Milanović won nearly 74% of the vote while his challenger Dragan Primorac gained around 26%, according to the results released by Croatia’s state election authorities after more than 70% of the ballots were counted.
Milanović, 58, is an outspoken critic of Western military support for Ukraine. He is the most popular politician in Croatia, and is sometimes compared to U.S. President-elect Donald Trump for his combative style of communication with political opponents.
On Sunday, he again criticized Brussels as “in many ways non-democratic” and run by unelected officials. The EU position that “if you don’t think the same as I do, then you’re the enemy” amounts to “mental violence,” Milanović said.
“That’s not the modern Europe I want to live and work in,” he said. “I will work on changing it, as much as I can as the president of a small nation.”

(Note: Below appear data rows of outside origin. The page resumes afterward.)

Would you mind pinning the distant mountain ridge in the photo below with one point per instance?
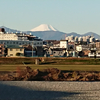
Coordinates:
(51, 35)
(44, 27)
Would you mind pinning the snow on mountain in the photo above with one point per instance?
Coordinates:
(44, 27)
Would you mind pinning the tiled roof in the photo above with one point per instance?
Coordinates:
(13, 46)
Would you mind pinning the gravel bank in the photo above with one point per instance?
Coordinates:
(44, 90)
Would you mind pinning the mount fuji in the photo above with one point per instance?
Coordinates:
(44, 27)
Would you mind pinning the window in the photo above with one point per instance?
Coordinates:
(16, 49)
(10, 49)
(11, 54)
(20, 49)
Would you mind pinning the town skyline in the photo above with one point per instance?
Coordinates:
(67, 16)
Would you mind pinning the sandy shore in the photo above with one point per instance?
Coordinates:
(44, 90)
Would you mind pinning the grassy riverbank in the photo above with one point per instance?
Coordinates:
(79, 64)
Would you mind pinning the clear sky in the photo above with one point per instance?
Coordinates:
(79, 16)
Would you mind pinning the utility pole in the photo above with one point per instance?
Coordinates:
(32, 49)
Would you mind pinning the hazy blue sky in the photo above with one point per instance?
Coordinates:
(79, 16)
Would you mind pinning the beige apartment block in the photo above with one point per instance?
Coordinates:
(15, 51)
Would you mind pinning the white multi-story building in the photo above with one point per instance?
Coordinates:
(63, 44)
(19, 39)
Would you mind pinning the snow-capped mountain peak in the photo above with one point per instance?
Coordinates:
(44, 27)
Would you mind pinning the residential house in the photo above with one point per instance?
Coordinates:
(2, 50)
(14, 51)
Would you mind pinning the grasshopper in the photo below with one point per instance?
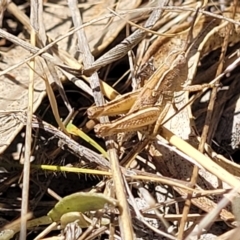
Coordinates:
(148, 106)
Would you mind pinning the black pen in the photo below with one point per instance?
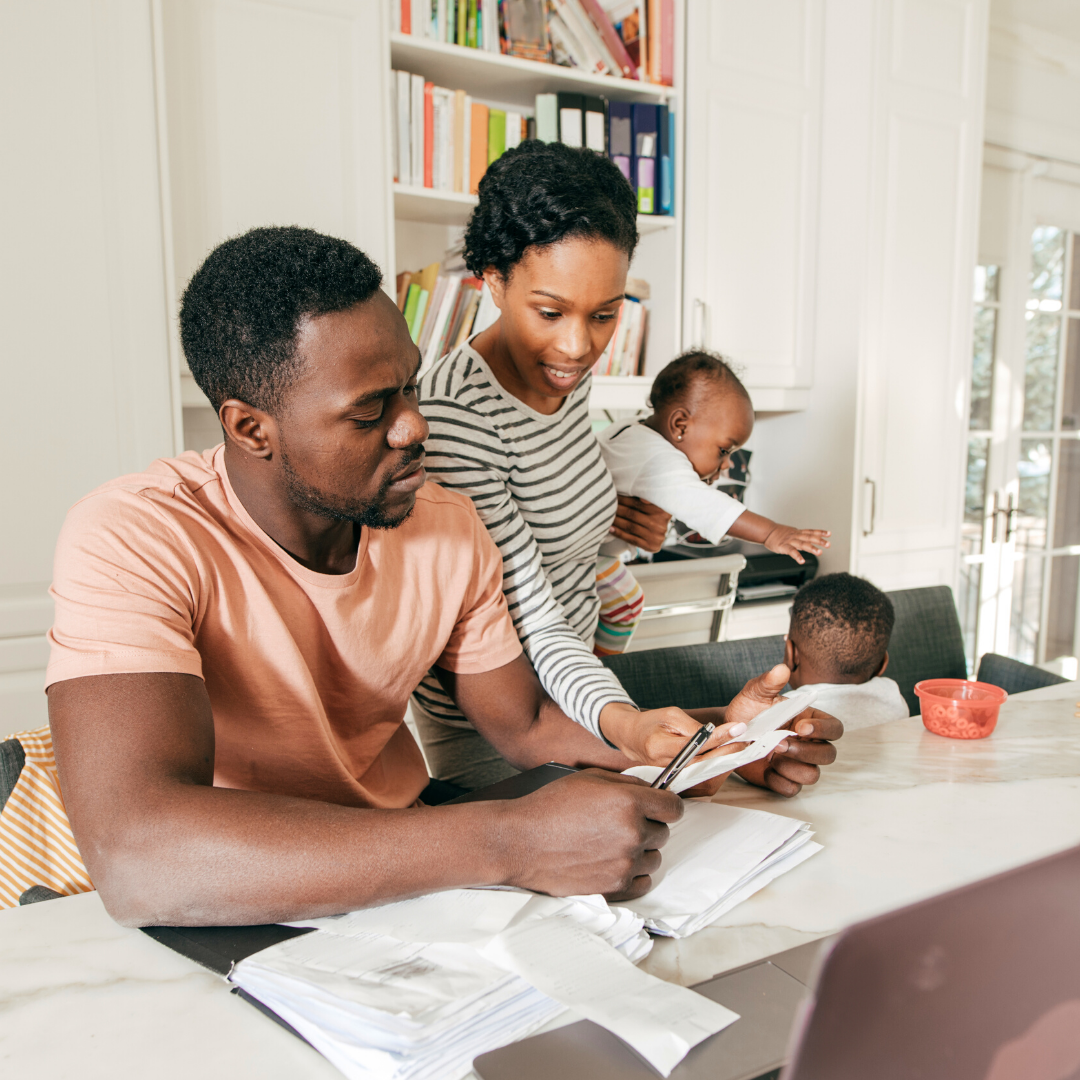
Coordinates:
(683, 757)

Public opinion polls ahead of the second round had predicted Milanović’s victory, but just like in the first round, they did not correctly estimate how convincing that victory would be: Milanović won 16% more, and Primorac 6% less votes.
His triumph also sets the stage for a continued confrontation with Croatia’s powerful Prime Minister Andrej Plenković. Sparring between the two during Milanović’s first term in office has marked Croatia’s politics.
Zoran Milanović becomes the third Croatian president in history who managed to win re-election, before him only Franjo Tuđman and Stjepan Mesić managed to do so.
The presidency is largely ceremonial in Croatia, but an elected president holds political authority and is the supreme military commander.